2020 has been a year of changes. Not only have we seen change, but it has been change that had to occur in some of the quickest timetables history has ever seen.
This change has directly impacted the trends in health care for 2021. Digital healthcare such as Telehealth and drive-through test sites have given us a glance at what the crystal ball of healthcare might have in store for us.
One question remains unanswered: what drives this change?
In 2020, the amount of stress that every person has has increased exponentially. Dr. Brighid Gannon, says that “human beings are not built to maintain levels of stress and uncertainty like this.” While it is true that we have struggled in the past year, this has also given way to innovation and positive change.
Greater emphasis on primary care has initiated an average eighty-nine percent increase in the number of healthcare jobs per customer posted on job sites.
With more minds entering the field of healthcare, the pathway of innovation will be paved through increased advancements in medical technology and breakthroughs.
The recent trends in digital healthcare are not ones that will be going away. John Nosta, WHO technology expert, exclaims that the relationship between healthcare and technology must be “one of engagements and collaboration.”
He goes on to state that the challenges in the healthcare field can only be solved with “the inculcation of technology into clinical practice.” There has never been a better time to integrate technology and healthcare than in an age of uncertainty.
Anything hospitals can do to lighten their current burden for the benefit of not only the patients but the staff is paramount to the continued success of our healthcare systems.

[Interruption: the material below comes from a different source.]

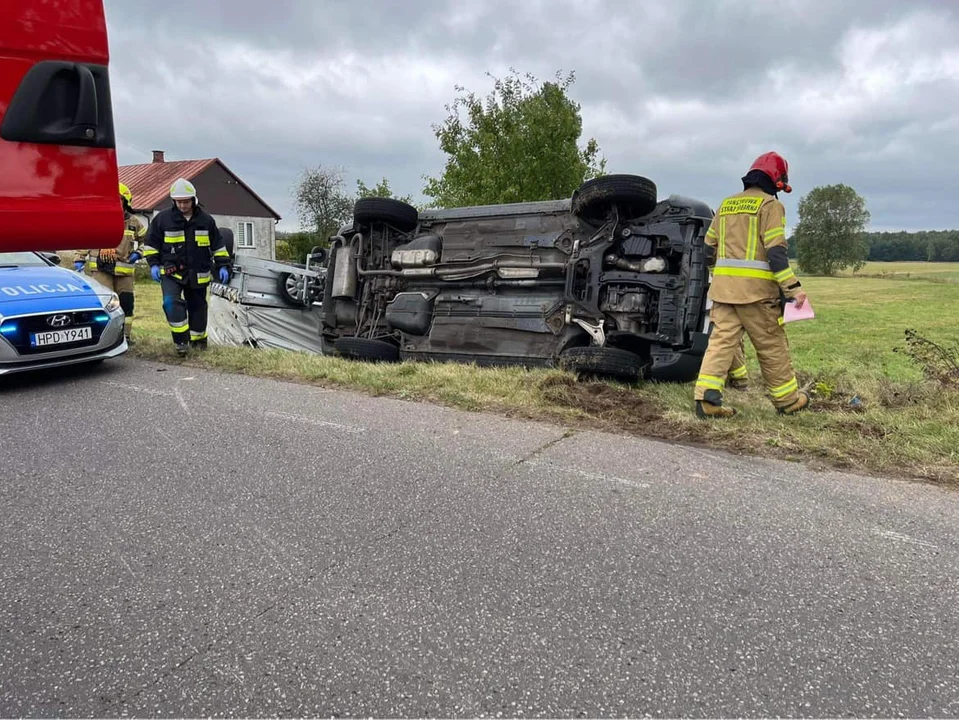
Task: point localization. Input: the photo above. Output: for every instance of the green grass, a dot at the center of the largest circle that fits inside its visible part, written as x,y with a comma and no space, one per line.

The synchronous inclusion of technology can only benefit those who are in the health care systems today. If there has been one positive aspect about COVID-19, it has been that it has influenced the inclusion of technology into healthcare exponentially.
The urgent rush to combine these two forces is a driving force behind the technology trends in 2021. Ben Wolin, Board Director at Apploi, predicts that “2021 will be a continuation of that sprint [for tech inclusion].”
He also believes that companies that choose to resist this trend will “find it more and more difficult to compete.” It is of the utmost importance that companies use the cosmic change that the pandemic caused to the best of their abilities.
COVID-19 has provided health care companies with an opportunity to change the face of the health services world as we know it.
In conclusion, health care companies have a choice to make: compete or go obsolete. The trends of 2021 demand that hospitals digitalize in order to meet the requirements that the patients want.
Technology and healthcare are the lethal combinations that could influence the health services sector beyond what customers demand.
This combination could make the health care world better for those that utilize healthcare services and for those who work in it as well.